The New Zealand Herald reported in 2006 that he has worked as a consultant for Te Ohu Kaimoana, an organisation devoted to advancing Maori fishing interests. It is also reportedly the sole voting shareholder in Aotearoa Fisheries, which in turn owns half of the major New Zealand seafood company Sealord. The other half is owned by a Japanese company, Nissui, which is also a shareholder in Japan's whaling fleet.
An experienced public relations agent, Michael Smith, whose former company took on a contract for Japanese whalers nine years ago, likened Mr Inwood's role to "representing seal clubbers".

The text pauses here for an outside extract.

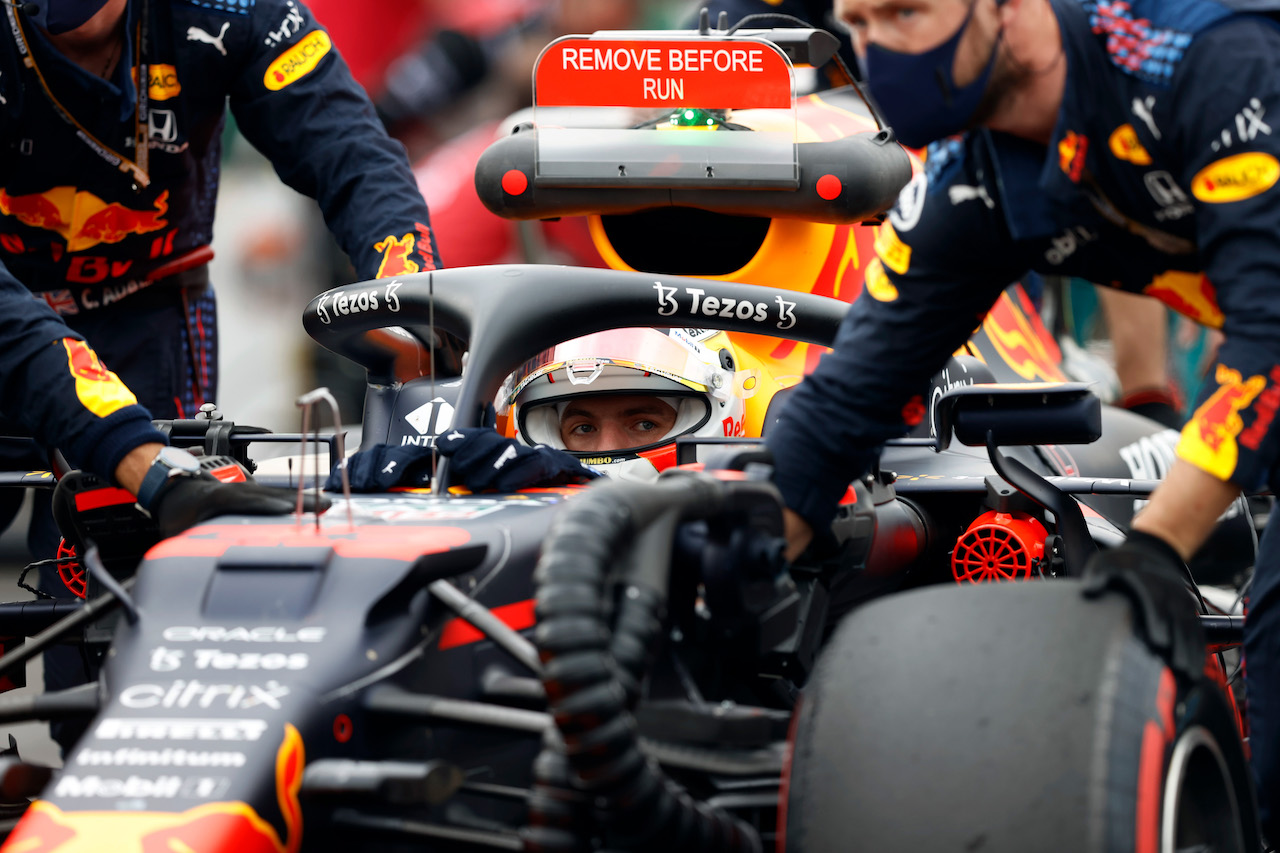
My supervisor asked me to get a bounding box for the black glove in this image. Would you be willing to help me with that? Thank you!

Mr Smith's firm, Shandwick International, ran into trouble running a campaign on behalf of the Japanese Whaling Association. The company also had a contract with the International Fund for Animal Welfare to run a campaign in Britain against fox hunting - a deal which Shandwick lost when its whaling work became known to the animal-welfare activists.
In retrospect, it had probably been a mistake to take the brief, Mr Smith said. "It was just a case of the Japanese were sick of coming to Australia and getting ambushed everywhere, they wanted to get their own story out."
Mr Smith, who is not pro-whaling, said Mr Inwood would continue to face an uphill battle to sell his message, but that it would be unlikely to affect the whales themselves.
"I don't think the Japanese really care that much about public opinion in Australia."
Bob Burton, author of Inside Spin and an observer of the whaling industry's twists and turns, said Mr Inwood was a valuable asset for the Institution of Cetacean Research but the public relations battle could not be won.
"It's a bit like the asbestos industry - they are defending the indefensible, and the strategy is to keep on stalling. In the long term, though, it's hard to see anything other than the strategy unravelling."